A Methodology for Developing Foundational Transformer Models in Collider Physics Analysis
E. Abasov, L. Dudko, E. Iudin, A. Markina, P. Volkov, M. Perfilov, A. Zaborenko
TL;DR
This work addresses the fragmentation of collider analyses across final-state signatures by proposing a universal transformer framework trained on multi-process collider data. The approach combines a unified input space, masked variable reconstruction, and multi-task pre-training across five top-quark multiplicity classes to learn cross-process patterns in Standard Model physics and enable transfer to downstream tasks. Key contributions include demonstrating a transformer architecture capable of preserving process-specific interactions through adaptive attention, showing promising representation learning and robustness for rare 3- and 4-topologies, and illustrating a downstream entropy-based method for DM searches using SM-trained models. The proposed framework aims to bridge disparate collider analyses into a scalable, cross-process methodology with potential to enhance sensitivity to rare processes in collider physics.
Abstract
We present a methodology for training foundational transformer models capable of processing collider data with diverse kinematic signatures. Our universal foundation model is designed for simultaneous analysis of all processes involving from one to four top-quarks production with their corresponding background processes. The approach employs multi-task pre-training on combined datasets of simulated events, enabling the model to capture the full spectrum of interaction physics while extracting universal patterns across different final states prior to task-specific fine-tuning. This unified architecture eliminates the need for separate analysis frameworks for different final signatures and specific tasks.
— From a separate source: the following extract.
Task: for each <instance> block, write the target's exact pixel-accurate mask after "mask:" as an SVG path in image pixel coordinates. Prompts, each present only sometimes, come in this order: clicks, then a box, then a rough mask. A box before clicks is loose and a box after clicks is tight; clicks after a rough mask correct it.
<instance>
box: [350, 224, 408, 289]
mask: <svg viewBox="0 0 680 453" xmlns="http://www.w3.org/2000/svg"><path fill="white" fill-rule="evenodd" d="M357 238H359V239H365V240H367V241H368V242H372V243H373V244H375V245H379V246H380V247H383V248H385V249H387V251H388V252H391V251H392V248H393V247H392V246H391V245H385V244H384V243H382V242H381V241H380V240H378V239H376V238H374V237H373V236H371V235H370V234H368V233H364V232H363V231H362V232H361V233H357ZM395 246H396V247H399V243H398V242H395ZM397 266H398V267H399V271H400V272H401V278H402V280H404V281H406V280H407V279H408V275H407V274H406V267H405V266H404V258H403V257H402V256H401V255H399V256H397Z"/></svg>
The transformer-based pre-training strategy explicitly preserves unique interaction patterns through adaptive attention mechanisms while establishing cross-process correlations. We plan to demonstrate how this architecture maintains sensitivity to rare high-multiplicity topologies (3t and 4t) without compromising performance on conventional channels ($t\bar{t}$, $tX$, $t\bar{t}H$), effectively bridging the gap between disparate analysis paradigms in collider physics.